Baroness Greengross moved Amendment No. 278:

    Page 61, line 44, after "person" insert "a local authority shall only consider care and attention to be otherwise available if it is satisfied that--

(a) the person is both willing and able to make his own arrangements, or
(b) a representative acting on that person's behalf is both willing and able to make the arrangements for that person,

The noble Baroness said: This amendment is designed to ensure that all people assessed as being in need of care and attention and who want the security of social services arranging their residential or nursing home care should not be denied access to this service.

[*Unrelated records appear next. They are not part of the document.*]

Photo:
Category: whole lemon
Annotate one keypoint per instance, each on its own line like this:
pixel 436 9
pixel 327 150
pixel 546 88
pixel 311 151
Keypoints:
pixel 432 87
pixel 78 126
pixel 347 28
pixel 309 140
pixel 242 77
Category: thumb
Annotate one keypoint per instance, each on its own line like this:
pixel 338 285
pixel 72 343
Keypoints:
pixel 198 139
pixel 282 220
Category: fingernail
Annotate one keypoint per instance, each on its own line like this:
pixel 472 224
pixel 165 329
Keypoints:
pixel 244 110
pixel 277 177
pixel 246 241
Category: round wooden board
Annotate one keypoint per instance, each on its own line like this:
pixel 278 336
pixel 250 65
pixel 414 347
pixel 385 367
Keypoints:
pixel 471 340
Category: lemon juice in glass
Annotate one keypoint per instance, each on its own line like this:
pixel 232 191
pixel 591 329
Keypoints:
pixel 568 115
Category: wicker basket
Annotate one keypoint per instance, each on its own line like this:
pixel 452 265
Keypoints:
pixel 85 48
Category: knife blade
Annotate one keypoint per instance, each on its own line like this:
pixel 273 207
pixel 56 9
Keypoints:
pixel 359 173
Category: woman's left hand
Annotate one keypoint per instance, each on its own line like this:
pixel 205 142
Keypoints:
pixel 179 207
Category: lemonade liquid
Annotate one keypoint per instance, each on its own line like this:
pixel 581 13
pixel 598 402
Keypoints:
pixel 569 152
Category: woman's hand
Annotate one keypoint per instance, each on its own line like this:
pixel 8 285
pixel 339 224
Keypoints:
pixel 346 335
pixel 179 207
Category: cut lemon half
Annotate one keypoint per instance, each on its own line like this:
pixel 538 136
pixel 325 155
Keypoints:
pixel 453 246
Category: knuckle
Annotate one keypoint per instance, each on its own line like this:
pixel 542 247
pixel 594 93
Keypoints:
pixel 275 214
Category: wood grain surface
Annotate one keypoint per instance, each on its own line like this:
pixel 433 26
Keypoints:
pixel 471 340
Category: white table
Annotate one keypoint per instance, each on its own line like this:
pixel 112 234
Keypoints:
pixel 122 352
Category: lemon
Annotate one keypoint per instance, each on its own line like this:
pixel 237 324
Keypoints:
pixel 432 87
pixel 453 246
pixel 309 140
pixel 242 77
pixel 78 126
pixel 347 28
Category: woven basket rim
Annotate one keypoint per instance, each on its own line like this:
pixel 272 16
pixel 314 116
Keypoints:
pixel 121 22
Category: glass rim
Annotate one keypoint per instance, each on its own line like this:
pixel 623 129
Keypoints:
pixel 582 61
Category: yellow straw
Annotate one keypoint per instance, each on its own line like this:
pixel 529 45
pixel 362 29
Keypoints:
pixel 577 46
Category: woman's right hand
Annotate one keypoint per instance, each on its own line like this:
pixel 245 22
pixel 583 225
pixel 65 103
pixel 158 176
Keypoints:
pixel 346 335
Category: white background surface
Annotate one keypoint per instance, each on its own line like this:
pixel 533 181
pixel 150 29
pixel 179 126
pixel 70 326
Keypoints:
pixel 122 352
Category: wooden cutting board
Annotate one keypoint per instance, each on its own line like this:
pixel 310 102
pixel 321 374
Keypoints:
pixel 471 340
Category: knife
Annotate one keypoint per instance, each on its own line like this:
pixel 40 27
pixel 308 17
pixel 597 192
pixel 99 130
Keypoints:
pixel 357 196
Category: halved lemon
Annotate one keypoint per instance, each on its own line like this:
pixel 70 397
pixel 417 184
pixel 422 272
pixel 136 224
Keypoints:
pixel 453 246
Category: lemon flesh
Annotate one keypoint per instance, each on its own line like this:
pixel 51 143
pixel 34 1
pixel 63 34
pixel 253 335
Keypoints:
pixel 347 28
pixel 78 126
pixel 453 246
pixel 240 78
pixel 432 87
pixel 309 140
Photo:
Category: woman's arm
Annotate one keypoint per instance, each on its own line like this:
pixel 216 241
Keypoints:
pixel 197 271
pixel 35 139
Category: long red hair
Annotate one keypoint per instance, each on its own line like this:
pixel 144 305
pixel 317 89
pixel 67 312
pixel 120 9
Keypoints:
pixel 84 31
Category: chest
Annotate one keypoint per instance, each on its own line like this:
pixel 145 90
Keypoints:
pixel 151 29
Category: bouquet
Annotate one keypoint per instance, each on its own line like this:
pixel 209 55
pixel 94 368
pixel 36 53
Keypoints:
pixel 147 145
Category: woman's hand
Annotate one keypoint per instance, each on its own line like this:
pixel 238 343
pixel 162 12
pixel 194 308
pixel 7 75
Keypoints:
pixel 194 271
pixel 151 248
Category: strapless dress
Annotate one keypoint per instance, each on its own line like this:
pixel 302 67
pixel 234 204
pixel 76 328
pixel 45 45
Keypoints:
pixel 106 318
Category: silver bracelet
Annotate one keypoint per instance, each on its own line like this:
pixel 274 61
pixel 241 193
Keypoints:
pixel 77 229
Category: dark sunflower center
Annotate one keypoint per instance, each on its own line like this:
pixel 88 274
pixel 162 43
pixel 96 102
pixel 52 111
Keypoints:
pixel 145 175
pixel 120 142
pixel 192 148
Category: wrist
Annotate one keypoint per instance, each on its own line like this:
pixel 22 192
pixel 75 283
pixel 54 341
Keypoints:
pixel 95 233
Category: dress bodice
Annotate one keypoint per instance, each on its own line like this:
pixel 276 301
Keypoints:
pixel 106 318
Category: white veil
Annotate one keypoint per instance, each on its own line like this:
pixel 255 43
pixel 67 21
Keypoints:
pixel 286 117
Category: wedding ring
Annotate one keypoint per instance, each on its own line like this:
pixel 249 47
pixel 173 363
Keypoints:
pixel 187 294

The current provisions discriminate against people who have over £16,000, as even when they are assessed as needing residential care they are left to make their own arrangements with care homes. Many would prefer to have the security of a social services contract--these people by definition are frail and often very elderly. That would also mean that they would be under the care management of social services, which would oversee their care and would review it to check that it was still appropriate. We must remember that people's care needs change; sometimes they need less care. They do not always need more care.

There is clear guidance on those who lack the mental capacity to make their own arrangements and those people will come under social services, but that leaves frail older people who find it difficult to negotiate with home owners faced with doing so, often on their own. Even if they have relatives negotiating on their behalf, it would still leave them with no one fully qualified to oversee their care. I beg to move.